We suspect that many University and Technical College clubs may attract hefty sporty chaps who do not realise that potholing involves technique and judgment as well as fitness. They soon find themselves inveigled to lead "hard" parties which really require that skill and experience to decide which risks are justifiable and which are not, that is only acquired from years of training with an established club such as the two mentioned earlier.
The training such clubs offer is a more gradual and intensive training that that of student groups. There is a constant watchfulness over caving conditions and consideration (so often lacking among the more athletic members of the student fraternity) for the other members of the team. The Dowber Gill Passage always takes a fair number of student caving incidents each year. It seems the ideal cave for the athletic chap as it involves no ladders, and therefore to his way of thinking, no skill.
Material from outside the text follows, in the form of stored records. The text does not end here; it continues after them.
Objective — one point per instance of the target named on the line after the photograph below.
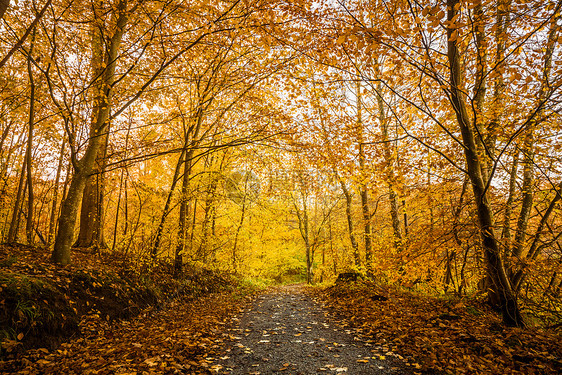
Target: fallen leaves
(434, 335)
(178, 340)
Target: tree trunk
(28, 152)
(500, 290)
(54, 210)
(348, 213)
(14, 223)
(84, 166)
(91, 214)
(3, 6)
(390, 162)
(363, 186)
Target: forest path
(286, 331)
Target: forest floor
(101, 316)
(443, 336)
(287, 331)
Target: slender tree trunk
(506, 231)
(166, 210)
(3, 6)
(390, 162)
(349, 216)
(14, 223)
(54, 210)
(367, 235)
(237, 234)
(529, 146)
(28, 152)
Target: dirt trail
(286, 332)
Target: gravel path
(286, 332)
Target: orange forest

Easegill Caverns likewise make an appeal to clubs lacking large amounts of tackle.
We suggest that the function of student clubs is to provide an adequate training in technique and judgement, not to aim for the most severe of potholes (which usually involves missing out some of those "soppy" potholing classics we were trained on such as Sell Gill Holes, Bull Pot of the Witches etc.), for which harder pots students should be encouraged to join another club (e.g. S.W.C.C., C.P.C., B.P.C., W.P.C., N.P.C., B.S.A., Eldon P.C. etc.). The policy of O.U.C.C. has always been to provide an adequate ALL-ROUND training in basic technique, basic exploration and expeditioning, and to do some of the classic holes, so as to fit our members for harder things when they join an established club on leaving Oxford. Thanks to this policy the club has never had a major accident, and although we think it serves a useful purpose, it is up to our readers to judge from this and other journals whether the existence of a club run by students for students can be a good thing.
Editorial note: Three points have arisen with regard to the article on Dunald Mill Hole in our last issue.
Firstly, the author of "A Guide to the Lakes" is Thomas West. Secondly, the author of the item from this book was Adam Walker. Thirdly, an important article by J.P. Smith, published in 1890 by the Barrow Naturalists Field Club has come to my notice. This article included a survey, which shows certain small discrepancies compared with the new survey. These are being investigated and a report will appear later.